Visited this place with CrysAk. As far as explores go, this was a corker. After the sheer mission that was getting in whilst fighting a hangover, it was a fairly relaxed explore. This has been on my list for a while now, so has been good to finally tick it off. Funny how I used to despise the place when it was open, but now it's closed it's ooohhh so much more interesting 

The sheer amount of paperwork etc left in this place was incredible.

Upon entry we found ourselves directly in the offices.














Inflatable sheep?













Moving on down into the main club, Time:

































Next stop, Envy:

















Envy's dance floor, full of damp and mould













This doesn't really do justice to the sheer size of the womens loos









And finally, for anyone who ever visited this place in the 80s/early 90s - 5th Avenue:





The casino escaped us this trip, will be visiting again to find it before it gets torn down.


----------



## CrysAk (Mar 1, 2009)

great photos m8, was good explorin with you again


----------



## mr_ppp (Mar 2, 2009)

Great pics!

It seems these are the plans for it's future use

Change of use of nightclub at basement and ground floor including construction of ground floor front extension to form 950 sqm leisure/fitness club; alterations to front/side elevations; construction of extension to form additional floor (at roof level) for 2 flats and construction of 6-storey rear extension; & conversion of first floor and part of second floor to form 7 flats

Conditional permission was granted after refusal of demolition and construction of new building, the permission was granted back in 2007 - doesnt look like too much has happened lol!


----------



## Lightbuoy (Mar 2, 2009)

Well done ol' boy!

Did you get any more pics of the original interior / detailing?


----------



## randomnut (Mar 2, 2009)

Cheers guys.

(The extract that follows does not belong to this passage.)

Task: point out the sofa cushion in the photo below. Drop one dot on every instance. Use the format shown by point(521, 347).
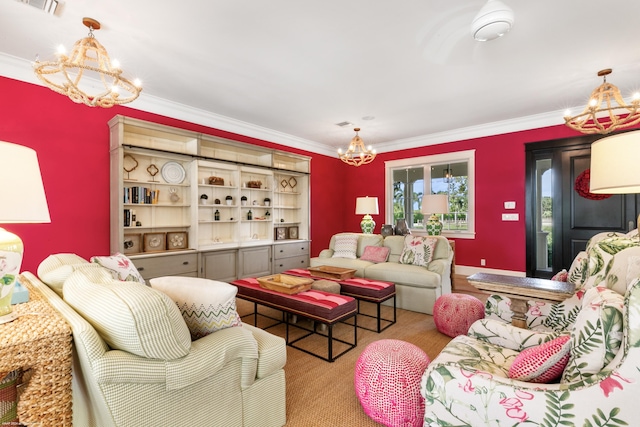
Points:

There's some more pics on my flickr page, http://flickr.com/randomnut/sets

I'm just annoyed my sigma 10-20 casts such a huge shadow when using the inbuilt flash 

Definitely need to revisit when I get an external that works properly to get some better ones and find that casino.

Interesting to hear they're not planning on demoloshing the building, many parts had holes rotting right through the roof, surely cheaper to start new? You can see they had made *some* but not much progress from when Cogito visited, lots of wood now piled up in the cloakroom/entrance to Time.


----------